- Interactive map of the Glen Street Theatre area
- Former names: Forest Community Centre

General information
- Location: Belrose, New South Wales
- Coordinates: 33°44′25″S 151°12′37″E﻿ / ﻿33.74023°S 151.21031°E
- Opened: 6 July 1985
- Renovated: 2013–15
- Client: Warringah Shire Council
- Owner: Northern Beaches Council

Design and construction
- Architecture firm: Sawdy and Black
- Main contractor: Amacon Pty. Ltd.

Renovating team
- Renovating firm: Mark Hurcum Design Practice

Other information
- Seating capacity: 400

Website
- http://www.glenstreet.com.au/

= Glen Street Theatre =

Glen Street Theatre is a 400-seat proscenium arch auditorium located in the Forest Community Centre, at the corner of Glen Street and Blackbutts Road in Belrose in the northern suburbs of Sydney, New South Wales, Australia. It was opened as Stage 2 of the Forest Community Centre on 6 July 1985 by Warringah Shire President Darren Jones, and is owned by the Northern Beaches Council.

==Performances==
The theatre regularly presents productions from many of Australia's performing arts companies including Sydney Theatre Company, Ensemble Theatre, Belvoir, Bell Shakespeare, Griffin Theatre Company, Queensland Theatre Company, Melbourne's Playbox Theatre, Perth Theatre Company, the State Theatre Company of South Australia and other independent production companies, including Circus Oz, Pork Chop Productions, Performing Lines and Hit Productions. Actors appearing on stage included: Jonathan Biggins, Max Cullen, Drew Forsythe, John Gaden, Belinda Giblin, Max Gillies, Maggie Kirkpatrick, Genevieve Lemon, Pia Miranda, Jeremy Sims, Barry Otto and Jacki Weaver.

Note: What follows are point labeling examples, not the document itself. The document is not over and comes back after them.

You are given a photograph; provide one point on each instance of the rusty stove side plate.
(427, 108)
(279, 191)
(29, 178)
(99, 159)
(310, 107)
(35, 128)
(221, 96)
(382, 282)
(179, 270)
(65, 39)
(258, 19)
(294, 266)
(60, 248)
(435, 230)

The Glen Street Theatre also supports local productions and arts with Davidson High School staging its annual Season Of Performing Arts at the theatre. The North Sydney Dance Festival is also staged from the theatre.

==History==
The need for the Forest Community Centre, incorporating a theatre, grew out of the 1970s population growth in the Forest District, and was championed by The Forest Community Association and Warringah C Ward Councillor and later mayor, Julie Sutton. These efforts culminated in the 1976 approval by Warringah Shire Council of a two-stage concept for the centre designed by architects Sawdy and Black. Stage 1, opened and leased in 1979, consisted of the Forest Squash Centre and Stage 2, comprising the Glen Street Theatre, was officially opened by Shire President Darren Jones in 1985. Warringah Shire, which contributed $1,830,000 towards its construction, became the majority owner/shareholder. Originally a for-hire amateur production theatre, the first professional Glen Street Theatre subscription season was launched in 1994.

On 27 February 2013 Warringah Mayor Michael Regan commissioned, with council approval, a $7 million two-stage masterplan for the theatre and community centre precinct, noting: "Glen Street is the grande dame of Sydney’s suburban theatres but, after 27 years, she’s in need of an overhaul". Stage 1 entailed Glen Street Theatre Foyer upgrade and landscaping ($1.8 million), which were completed in early 2015. Stage 2, which entails moving Belrose Branch Library (opened 1979) to the Glen Street frontage, a new café and offices ($5.5 million), was completed in mid-2017. The new Glen Street Library was opened on 2 June 2017 by Northern Beaches Council Administrator Dick Persson and former Warringah Mayor Michael Regan.